Slechts over één factor van de heidensche beschaving zal ik hier spreken: over de kunst en haar diep-ingrijpend belang voor de missioneering, en heb dan vooral op het oog de oude, wijduitgestrekte aziatische centra: China, Japan, Voor- en Achter-Indië, Java: elk met hun eigen hoogstaande en heel karakteristieke kunstuitingen. Toch geldt het volgende in meerdere of mindere mate ook voor alle lager staande culturen.

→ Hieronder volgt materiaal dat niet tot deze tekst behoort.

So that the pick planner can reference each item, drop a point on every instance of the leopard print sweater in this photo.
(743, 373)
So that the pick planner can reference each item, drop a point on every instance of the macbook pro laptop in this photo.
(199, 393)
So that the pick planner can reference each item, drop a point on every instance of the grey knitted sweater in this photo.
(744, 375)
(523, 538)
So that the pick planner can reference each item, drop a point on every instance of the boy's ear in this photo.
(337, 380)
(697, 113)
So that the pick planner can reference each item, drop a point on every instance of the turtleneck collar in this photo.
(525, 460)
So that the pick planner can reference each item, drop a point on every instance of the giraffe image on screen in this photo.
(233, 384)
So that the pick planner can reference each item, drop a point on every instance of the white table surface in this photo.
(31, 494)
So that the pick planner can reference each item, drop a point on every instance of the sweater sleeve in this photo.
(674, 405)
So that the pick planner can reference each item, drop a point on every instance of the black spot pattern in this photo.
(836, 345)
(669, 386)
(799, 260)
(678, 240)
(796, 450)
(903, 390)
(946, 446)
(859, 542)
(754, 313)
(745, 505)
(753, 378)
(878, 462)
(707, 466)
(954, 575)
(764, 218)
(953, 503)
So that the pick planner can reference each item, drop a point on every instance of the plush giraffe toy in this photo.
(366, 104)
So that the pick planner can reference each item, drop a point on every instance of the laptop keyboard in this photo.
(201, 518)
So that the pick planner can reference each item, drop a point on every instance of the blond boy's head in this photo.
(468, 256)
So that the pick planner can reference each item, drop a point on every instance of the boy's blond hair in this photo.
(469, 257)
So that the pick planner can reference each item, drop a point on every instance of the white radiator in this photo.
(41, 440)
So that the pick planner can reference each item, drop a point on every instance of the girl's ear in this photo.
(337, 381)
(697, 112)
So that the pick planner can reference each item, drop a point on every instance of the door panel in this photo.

Voor den Katholieken godsdienst, die zich richt tot den geheelen
| |
| |
mensch, geestelijk en zinnelijk, is de kunst een wezenlijk bestanddeel. Dat dus de priester, meer bijzonder de missionaris, daar tegenover niet neutraal mag staan, niet neutraal kàn staan, behoeft geen verder betoog. En misschien zal men - ik vrees het een weinig - van de enkele hoofdbeginselen over kerkelijke kunst in de Missie, die ik op ga zetten, eveneens gelooven, dat ze geen verder betoog behoeven, en den indruk meenemen, dat ik tegen windmolens aan het vechten ben. Het is mij tenminste herhaaldelijk overkomen, wanneer ik tegenover iemand in het moederland mijn ideeën over de noodzakelijkheid van een Christelijk-inheemsche kunst in de Missies ontwikkelde, dat deze alles zoo héél vanzelf sprekend vond en mij lichtelijk verbaasd vroeg, of daar dan heusch iemand aan twijfelde. Toch schuilt hier een moeilijk en ingewikkeld probleem, dat ik geenszins fingeer. Als sterkste bewijs, dat voor een missiekenner niet paradoxaal zal klinken doch zeer overtuigend, voer ik aan: het feit, dat het meerendeel der missionarissen het bestaan van zoo'n probleem nauwelijks schijnen te vermoeden, en voortleven in een onberedeneerde sleur.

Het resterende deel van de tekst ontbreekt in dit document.